Together, these findings demonstrate that pharmacological NOD1 inhibition reproduces both the structural and Ca²⁺ handling protection observed in genetic NOD1 deficiency, supporting a main role for NOD1 signaling in TAC-induced atrial myopathy.
To gain a deeper understanding of the mechanistic role of NOD1 in the development of atrial remodeling, we next examined whether selective NOD1 activation is sufficient to induce atrial dysfunction and Ca²⁺ dysregulation. WT mice were treated with the selective NOD1 agonist C12-iE-DAP (iE; 3.3 mg/kg, i.p., for 3 days). Echocardiography revealed reduced LVEF and increased LA enlargement in WT mice treated with iE compared to vehicle-treated controls (Figure 4A and Figure S8A).

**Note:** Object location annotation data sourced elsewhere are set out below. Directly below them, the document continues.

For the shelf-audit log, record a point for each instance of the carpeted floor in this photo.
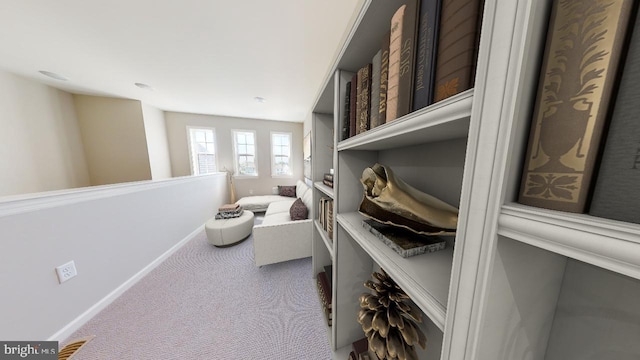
(205, 302)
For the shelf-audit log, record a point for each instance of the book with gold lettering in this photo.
(457, 47)
(578, 74)
(362, 99)
(374, 114)
(617, 186)
(384, 79)
(426, 45)
(395, 42)
(407, 57)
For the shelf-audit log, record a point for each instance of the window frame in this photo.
(236, 168)
(192, 154)
(273, 165)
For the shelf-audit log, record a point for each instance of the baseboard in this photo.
(75, 324)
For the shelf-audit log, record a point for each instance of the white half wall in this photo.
(157, 144)
(40, 143)
(111, 232)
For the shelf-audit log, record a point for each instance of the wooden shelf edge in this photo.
(609, 244)
(444, 120)
(426, 301)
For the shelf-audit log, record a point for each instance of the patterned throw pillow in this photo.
(287, 190)
(298, 210)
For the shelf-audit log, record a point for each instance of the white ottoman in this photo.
(227, 232)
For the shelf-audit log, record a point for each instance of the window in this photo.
(281, 154)
(202, 145)
(244, 142)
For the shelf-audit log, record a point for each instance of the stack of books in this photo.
(323, 282)
(229, 211)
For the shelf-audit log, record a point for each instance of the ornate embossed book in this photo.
(362, 99)
(395, 42)
(427, 41)
(384, 79)
(617, 188)
(457, 47)
(374, 115)
(579, 70)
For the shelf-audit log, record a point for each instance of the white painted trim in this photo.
(78, 322)
(33, 202)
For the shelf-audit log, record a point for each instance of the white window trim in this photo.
(290, 134)
(236, 175)
(190, 149)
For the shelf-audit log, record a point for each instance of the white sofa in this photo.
(279, 238)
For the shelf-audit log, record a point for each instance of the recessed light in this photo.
(144, 86)
(53, 75)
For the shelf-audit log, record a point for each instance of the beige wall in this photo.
(158, 147)
(177, 135)
(40, 144)
(114, 139)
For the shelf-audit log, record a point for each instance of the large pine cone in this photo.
(388, 321)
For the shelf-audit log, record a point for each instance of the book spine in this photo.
(352, 112)
(362, 102)
(617, 192)
(384, 79)
(374, 102)
(407, 57)
(395, 42)
(579, 70)
(457, 47)
(347, 112)
(429, 24)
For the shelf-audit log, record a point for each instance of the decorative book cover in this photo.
(395, 42)
(384, 79)
(457, 47)
(617, 188)
(362, 99)
(347, 112)
(352, 112)
(428, 29)
(578, 73)
(406, 243)
(407, 57)
(376, 63)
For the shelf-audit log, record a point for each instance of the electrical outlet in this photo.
(66, 271)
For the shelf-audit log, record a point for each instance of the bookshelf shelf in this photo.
(445, 120)
(324, 188)
(425, 278)
(605, 243)
(325, 237)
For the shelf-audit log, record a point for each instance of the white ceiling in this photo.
(200, 56)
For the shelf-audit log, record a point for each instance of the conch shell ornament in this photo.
(389, 200)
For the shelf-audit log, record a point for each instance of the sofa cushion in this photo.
(301, 188)
(298, 210)
(276, 219)
(280, 206)
(289, 191)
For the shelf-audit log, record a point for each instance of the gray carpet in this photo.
(205, 302)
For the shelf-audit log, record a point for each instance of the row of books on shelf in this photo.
(327, 179)
(428, 54)
(229, 211)
(325, 215)
(323, 282)
(583, 153)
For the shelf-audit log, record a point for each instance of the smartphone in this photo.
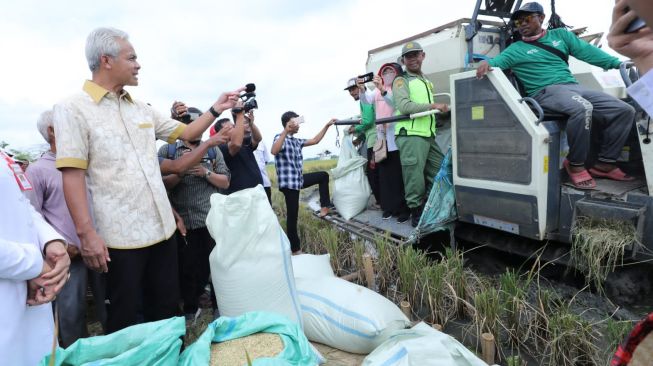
(366, 78)
(635, 25)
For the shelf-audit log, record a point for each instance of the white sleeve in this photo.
(19, 261)
(44, 231)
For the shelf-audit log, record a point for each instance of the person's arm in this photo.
(315, 140)
(195, 129)
(20, 261)
(179, 221)
(237, 134)
(277, 145)
(256, 133)
(636, 45)
(401, 96)
(94, 249)
(588, 52)
(38, 187)
(173, 168)
(368, 116)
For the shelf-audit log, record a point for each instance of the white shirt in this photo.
(262, 158)
(25, 332)
(113, 138)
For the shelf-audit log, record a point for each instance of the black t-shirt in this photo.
(243, 167)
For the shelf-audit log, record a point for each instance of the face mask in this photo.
(388, 77)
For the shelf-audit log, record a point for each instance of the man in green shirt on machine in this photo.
(540, 62)
(419, 154)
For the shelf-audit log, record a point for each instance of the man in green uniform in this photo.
(420, 155)
(539, 61)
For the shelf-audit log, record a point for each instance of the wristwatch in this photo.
(215, 113)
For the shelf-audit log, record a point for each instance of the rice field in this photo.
(531, 323)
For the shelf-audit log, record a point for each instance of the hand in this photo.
(637, 45)
(179, 109)
(56, 256)
(37, 293)
(94, 251)
(291, 126)
(180, 225)
(483, 69)
(73, 251)
(378, 82)
(227, 100)
(250, 115)
(222, 137)
(198, 170)
(440, 106)
(239, 104)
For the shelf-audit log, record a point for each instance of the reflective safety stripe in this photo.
(421, 92)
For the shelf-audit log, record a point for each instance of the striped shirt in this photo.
(290, 163)
(191, 197)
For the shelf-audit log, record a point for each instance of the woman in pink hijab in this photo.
(390, 179)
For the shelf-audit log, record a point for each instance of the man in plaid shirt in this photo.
(289, 164)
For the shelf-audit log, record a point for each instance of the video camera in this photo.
(249, 99)
(366, 78)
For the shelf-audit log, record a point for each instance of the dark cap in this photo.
(528, 8)
(191, 115)
(410, 47)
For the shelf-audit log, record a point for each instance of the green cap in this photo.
(410, 47)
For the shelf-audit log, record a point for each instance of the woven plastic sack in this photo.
(297, 350)
(347, 316)
(440, 209)
(351, 190)
(310, 266)
(251, 267)
(422, 346)
(148, 344)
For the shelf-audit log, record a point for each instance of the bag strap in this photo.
(552, 50)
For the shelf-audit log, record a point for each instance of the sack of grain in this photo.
(251, 268)
(347, 316)
(266, 338)
(351, 190)
(309, 266)
(422, 346)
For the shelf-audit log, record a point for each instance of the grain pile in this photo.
(236, 351)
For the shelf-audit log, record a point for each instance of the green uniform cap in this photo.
(410, 47)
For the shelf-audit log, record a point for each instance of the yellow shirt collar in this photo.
(97, 92)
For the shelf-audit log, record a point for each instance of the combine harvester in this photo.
(507, 153)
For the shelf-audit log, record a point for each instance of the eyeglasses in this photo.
(524, 20)
(412, 54)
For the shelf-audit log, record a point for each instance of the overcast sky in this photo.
(299, 53)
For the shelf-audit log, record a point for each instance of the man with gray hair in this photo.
(106, 141)
(48, 199)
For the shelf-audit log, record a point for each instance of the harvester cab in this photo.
(507, 152)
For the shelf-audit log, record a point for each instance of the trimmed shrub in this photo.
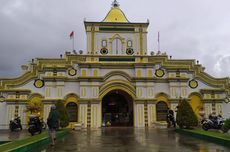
(63, 114)
(226, 125)
(186, 117)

NOD1 activation induces CaMKII-dependent Ca²⁺ mishandling in atrial cardiomyocytes. RNAseq analysis of human atrial myocardium. WT, Nod1⁻/⁻, and RyR2-S2814A mice were used to assess the effects of genetic and pharmacological NOD1 modulation. (A) Representative echocardiographic images (left panel) and LA area (right panel) in WT-Vehicle (WT-Veh) and WT-C12-iE-DAP (WT-iE). (B-E) Representative confocal line-scan images and quantification of Ca²⁺ transients amplitude (C and E, left panel), SR Ca²⁺ load (C and E, central panel), and sparks-mediated diastolic Ca²⁺ leak (D and E, right panel) in WT-Veh (n = 17-47 cells/6 mice), WT-iE (n = 18-26 cells/3 mice), Nod1-/--Veh (n = 13-35 cells/3 mice), Nod1-/--iE (n = 9-10 cells/2 mice), WT-KN (n = 17-27 cells/4 mice), WT-iE-KN (n = 15-18 cells/3 mice), RyR2 S2814A-Veh (n = 12-13 cells/3 mice) and RyR2 S2814A-iE (n = 9-17 cells/3 mice). (F) Transcriptomic gene set enrichment analysis of human atrial tissue showing upregulation of inflammation- and Ca²⁺-related pathways in HF vs. NF patients. * indicates significantly enriched pathways at FDR < 0.05. (G) Representative Western blot (upper panel) and quantification (lower panel) of CaMKII phosphorylation at Thr-286/7 (pCaMKII T286/7), normalized to total CaMKII and GAPDH (NF, n = 15; HF, n = 17). Data are mean ± SEM; statistical analyses performed by unpaired t-test or nested ANOVA (P < 0.05 considered significant).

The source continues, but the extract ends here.